- Allegiance: Bangladesh Pakistan (before 1971)
- Branch: Bangladesh Army Pakistan Army
- Service years: 1966–1977
- Commands: Director General of National Security Intelligence; Director General of Department of Immigration & Passports; Station Commander, Rangpur;
- Conflicts: Bangladesh Liberation War
- Police career
- Allegiance: Bangladesh
- Branch: Bangladesh Police
- Service years: 1978–2005
- Status: Retired
- Rank: Additional Inspector General
- Awards: BPM (bar)

= Mohammad Wahidul Haque =

Mohammad Wahidul Haque is a former army and police officer. He is the former director general of National Security Intelligence, the main civilian intelligence agency of Bangladesh.

== Career ==

Haque received a commission in the Pakistan Army in 1966. In 1971, Haque was a captain in the Pakistan Army, stationed in Rangpur Cantonment, East Pakistan. He was the adjutant of the 29th Cavalry Regiment. After the start of the Bangladesh Liberation War in March 1971, his unit launched a crackdown on protests, killing many. He was transferred to West Pakistan. After the independence of Bangladesh in 1971, he returned to Bangladesh and joined the Bangladesh Army in 1973. He was sent into forced retirement from the army.
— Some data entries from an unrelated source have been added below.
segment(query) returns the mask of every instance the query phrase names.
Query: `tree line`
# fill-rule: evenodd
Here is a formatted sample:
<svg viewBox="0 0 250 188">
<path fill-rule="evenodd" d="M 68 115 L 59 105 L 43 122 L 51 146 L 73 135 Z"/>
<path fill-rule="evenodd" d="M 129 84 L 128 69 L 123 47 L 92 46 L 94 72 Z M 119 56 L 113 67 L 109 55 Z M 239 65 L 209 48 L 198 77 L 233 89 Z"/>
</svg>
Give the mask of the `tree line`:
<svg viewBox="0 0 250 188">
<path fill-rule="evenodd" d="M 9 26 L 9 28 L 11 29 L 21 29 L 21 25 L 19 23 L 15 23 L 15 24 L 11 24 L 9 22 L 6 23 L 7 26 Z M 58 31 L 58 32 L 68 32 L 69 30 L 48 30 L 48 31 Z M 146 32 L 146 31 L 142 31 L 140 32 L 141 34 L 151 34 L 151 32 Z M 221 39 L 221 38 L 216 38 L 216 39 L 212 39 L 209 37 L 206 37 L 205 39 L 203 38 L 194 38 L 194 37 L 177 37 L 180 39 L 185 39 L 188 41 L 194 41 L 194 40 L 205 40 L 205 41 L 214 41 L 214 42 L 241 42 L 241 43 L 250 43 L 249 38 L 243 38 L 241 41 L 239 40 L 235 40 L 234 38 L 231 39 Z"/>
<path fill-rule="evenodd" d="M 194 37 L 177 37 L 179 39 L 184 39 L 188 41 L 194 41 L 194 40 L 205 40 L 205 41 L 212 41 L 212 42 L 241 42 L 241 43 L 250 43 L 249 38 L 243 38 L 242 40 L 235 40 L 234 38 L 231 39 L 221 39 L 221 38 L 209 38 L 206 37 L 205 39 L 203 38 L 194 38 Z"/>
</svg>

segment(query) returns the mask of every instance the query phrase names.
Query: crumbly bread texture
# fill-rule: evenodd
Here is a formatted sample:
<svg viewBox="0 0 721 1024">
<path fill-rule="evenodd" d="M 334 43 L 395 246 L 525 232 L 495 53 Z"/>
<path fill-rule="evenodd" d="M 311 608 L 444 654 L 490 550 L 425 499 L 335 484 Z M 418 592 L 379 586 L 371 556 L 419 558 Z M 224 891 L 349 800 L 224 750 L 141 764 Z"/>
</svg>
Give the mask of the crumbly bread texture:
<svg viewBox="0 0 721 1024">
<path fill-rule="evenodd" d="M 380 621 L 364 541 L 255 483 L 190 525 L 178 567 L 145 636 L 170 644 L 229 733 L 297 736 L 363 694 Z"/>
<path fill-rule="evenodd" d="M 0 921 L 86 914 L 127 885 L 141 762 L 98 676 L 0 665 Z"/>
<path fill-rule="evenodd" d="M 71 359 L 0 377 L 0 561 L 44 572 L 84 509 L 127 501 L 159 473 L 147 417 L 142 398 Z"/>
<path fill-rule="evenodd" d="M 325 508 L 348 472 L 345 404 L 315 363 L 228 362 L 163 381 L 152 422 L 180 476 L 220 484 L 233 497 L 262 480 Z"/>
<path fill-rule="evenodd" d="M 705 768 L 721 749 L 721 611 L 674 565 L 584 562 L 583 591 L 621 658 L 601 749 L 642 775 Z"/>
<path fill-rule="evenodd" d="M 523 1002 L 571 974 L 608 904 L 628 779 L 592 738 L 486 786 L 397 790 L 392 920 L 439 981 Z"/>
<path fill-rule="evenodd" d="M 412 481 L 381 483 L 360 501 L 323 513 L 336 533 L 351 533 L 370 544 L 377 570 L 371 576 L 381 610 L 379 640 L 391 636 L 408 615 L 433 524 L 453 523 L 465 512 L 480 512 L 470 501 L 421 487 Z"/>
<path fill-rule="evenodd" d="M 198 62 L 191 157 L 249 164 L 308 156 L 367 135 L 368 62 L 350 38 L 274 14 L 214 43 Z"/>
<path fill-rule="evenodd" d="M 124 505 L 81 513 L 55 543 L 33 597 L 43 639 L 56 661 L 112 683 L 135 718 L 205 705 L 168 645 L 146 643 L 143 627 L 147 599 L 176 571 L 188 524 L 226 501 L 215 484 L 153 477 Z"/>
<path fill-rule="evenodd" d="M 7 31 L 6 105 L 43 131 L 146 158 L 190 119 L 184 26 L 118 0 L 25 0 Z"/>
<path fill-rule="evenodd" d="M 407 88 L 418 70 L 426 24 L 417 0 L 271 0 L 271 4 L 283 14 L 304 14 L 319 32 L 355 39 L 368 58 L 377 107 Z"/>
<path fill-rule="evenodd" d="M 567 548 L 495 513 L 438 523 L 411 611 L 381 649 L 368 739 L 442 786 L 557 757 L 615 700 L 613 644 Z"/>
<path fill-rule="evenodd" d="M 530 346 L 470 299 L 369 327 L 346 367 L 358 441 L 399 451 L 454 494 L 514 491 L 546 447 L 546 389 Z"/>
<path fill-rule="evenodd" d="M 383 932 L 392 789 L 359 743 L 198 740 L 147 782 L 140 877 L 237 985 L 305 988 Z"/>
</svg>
In October 1978, Haque joined the Bangladesh Police with the rank of assistant superintendent. In 1988, he was appointed the commissioner of Chittagong Metropolitan Police. In 1991, he was appointed director of national security intelligence. In 1996, he became the acting director general of national security intelligence. He served in that capacity till 1997, when he was made the director general of the Department of Immigration and Passports. The appointment was reconfirmed and extended in 2002. In October 2005, he retired from active duty with the rank of additional inspector general of police.

On 24 April 2018, Haque was arrested at his residence in Baridhara DOHS over his role in the Bangladesh genocide during the Bangladesh Liberation War. An investigation into the massacre of Bengali and Santal civilians by soldiers based in Rangpur cantonment began in 2016. On 16 October 2019, the International Crimes Tribunal ordered the beginning of his criminal trial for war crimes. He pleaded not guilty to the charges.

Haque was freed on bail in October 2024 after the fall of the Sheikh Hasina-led Awami League government.